Las Letanías de la Preciosísima Sangre de Nuestro Señor Jesucristo constituyen una oración litánica católica centrada en el misterio redentor de la sangre derramada por Cristo. La Iglesia aprobó su forma actual en 1960 y autorizó su recitación pública y privada en todo el mundo católico. La oración contempla la sangre de Jesús como signo de la alianza nueva y eterna, precio de la redención, fuente de misericordia y esperanza de salvación.1,2,3

Cuadro resumen[Datos abiertos]
NombreLetanías de la Preciosísima Sangre
CategoríaObra
DescripciónOración devocional que medita sobre la sangre de Cristo como precio de la redención y fuente de misericordia
Autor
  • Sagrada Congregación de Ritos
  • Juan XXIII
Contexto HistóricoAprobadas tras el Concilio Vaticano II, en el movimiento de renovación litúrgica de los años 60
Fecha de Publicación1960-02-24
TipoOración, Letanías
Uso LitúrgicoAprobada para recitación pública y privada, inserta en el Ritual Romano

Tabla de contenido

Naturaleza de la devoción

La devoción a la Preciosísima Sangre honra a Jesucristo entero, verdadero Dios y verdadero hombre. La sangre de Cristo pertenece a su humanidad santísima y permanece unida a la Persona divina del Verbo; por esta razón, la Iglesia le tributa culto de adoración, no como si venerase una realidad separada de Cristo, sino porque la sangre derramada pertenece al mismo Hijo de Dios encarnado.4

La expresión Preciosísima Sangre designa principalmente la sangre que Cristo derramó durante su vida terrena, sobre todo en la Pasión: en la circuncisión, la agonía de Getsemaní, la flagelación, la coronación de espinas, el camino hacia el Calvario, la crucifixión y la herida abierta por la lanza. La tradición cristiana contempla esos derramamientos como manifestaciones concretas del amor obediente con que el Redentor ofreció su vida por la salvación del mundo.1,2

La devoción no atribuye un poder mágico a la sangre de Cristo. Su eficacia procede de la Persona de Jesús y de su sacrificio redentor. La sangre expresa sacramentalmente la entrega del Hijo al Padre y la reconciliación de la humanidad con Dios.

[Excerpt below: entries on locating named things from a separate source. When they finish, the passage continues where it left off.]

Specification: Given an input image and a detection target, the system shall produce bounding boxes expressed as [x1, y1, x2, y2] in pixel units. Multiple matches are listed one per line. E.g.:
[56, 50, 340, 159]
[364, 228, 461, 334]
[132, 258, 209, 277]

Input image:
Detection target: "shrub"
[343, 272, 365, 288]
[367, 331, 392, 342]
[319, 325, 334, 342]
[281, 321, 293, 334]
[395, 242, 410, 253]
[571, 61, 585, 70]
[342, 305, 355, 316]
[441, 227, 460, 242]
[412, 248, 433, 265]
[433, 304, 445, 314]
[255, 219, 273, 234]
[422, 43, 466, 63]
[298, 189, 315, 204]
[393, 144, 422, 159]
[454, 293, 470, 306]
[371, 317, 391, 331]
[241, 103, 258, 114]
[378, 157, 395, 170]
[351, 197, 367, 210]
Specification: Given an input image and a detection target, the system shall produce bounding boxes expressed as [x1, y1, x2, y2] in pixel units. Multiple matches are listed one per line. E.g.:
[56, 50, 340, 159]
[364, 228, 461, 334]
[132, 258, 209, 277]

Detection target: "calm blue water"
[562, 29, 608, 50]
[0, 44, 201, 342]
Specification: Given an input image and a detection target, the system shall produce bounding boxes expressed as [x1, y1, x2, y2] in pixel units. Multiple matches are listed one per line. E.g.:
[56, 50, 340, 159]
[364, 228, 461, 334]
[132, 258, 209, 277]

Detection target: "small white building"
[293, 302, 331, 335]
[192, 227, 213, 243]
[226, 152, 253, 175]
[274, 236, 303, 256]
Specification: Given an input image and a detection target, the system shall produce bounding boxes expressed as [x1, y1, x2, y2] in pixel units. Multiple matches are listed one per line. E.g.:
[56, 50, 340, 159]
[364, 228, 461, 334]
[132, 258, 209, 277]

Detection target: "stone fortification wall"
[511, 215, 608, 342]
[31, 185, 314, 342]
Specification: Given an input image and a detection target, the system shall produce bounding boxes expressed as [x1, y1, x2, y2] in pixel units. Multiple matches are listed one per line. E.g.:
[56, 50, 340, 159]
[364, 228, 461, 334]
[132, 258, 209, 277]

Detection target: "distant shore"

Fundamento bíblico y teológico

La sangre como signo de vida y alianza

La Sagrada Escritura relaciona estrechamente la sangre con la vida, la muerte, la Pascua, el sacerdocio, el sacrificio, la redención y la alianza. Las figuras del Antiguo Testamento alcanzan su plenitud en Jesucristo, especialmente en su Pasión, muerte y resurrección.5

La sangre de Cristo cumple las promesas vinculadas al cordero pascual. Jesús es el Cordero de Dios que carga con el pecado del mundo y realiza definitivamente la liberación anunciada por la Pascua de Israel. Su sangre no constituye un elemento aislado de la cruz, sino la expresión visible de una entrega total.

En la Última Cena, Cristo vinculó su sangre con la alianza nueva y eterna y con el perdón de los pecados. La Eucaristía actualiza sacramentalmente el memorial de su Pascua: bajo las especies del vino está presente su sangre, inseparablemente unida a su cuerpo, alma y divinidad.5,6

La sangre derramada en la Pasión

La espiritualidad de las letanías recorre los principales momentos en los que Jesús derramó su sangre:

  • La circuncisión, primera efusión de sangre del Salvador y signo de su incorporación al pueblo de la alianza.
  • La agonía de Getsemaní, donde Cristo acepta libremente el cáliz de la Pasión.
  • La flagelación, manifestación de la violencia sufrida por amor a la humanidad.
  • La coronación de espinas, vinculada al desprecio y a la realeza paradójica de Cristo.
  • El camino del Calvario, recorrido por el Redentor cargando con la cruz.
  • La crucifixión, centro visible de su sacrificio.
  • La lanzada, de cuyo costado brotaron sangre y agua, signos relacionados tradicionalmente con la vida sacramental de la Iglesia, especialmente el Bautismo y la Eucaristía.1,2,5

Historia de la devoción

La veneración de la sangre de Cristo está presente en la liturgia y en la piedad cristiana desde la antigüedad. San Pedro, san Juan y san Pablo relacionan la sangre de Jesús con la redención, el perdón, la justificación y la vida nueva. La tradición teológica y espiritual desarrolló posteriormente formas específicas de culto a la Preciosísima Sangre.4

Durante la Edad Media, la devoción adquirió especial difusión junto con la contemplación de la Pasión, las llagas de Cristo y el misterio de la Eucaristía. Con el tiempo, distintas diócesis, órdenes religiosas y congregaciones promovieron oraciones, fiestas, asociaciones y prácticas piadosas en honor de la sangre del Salvador.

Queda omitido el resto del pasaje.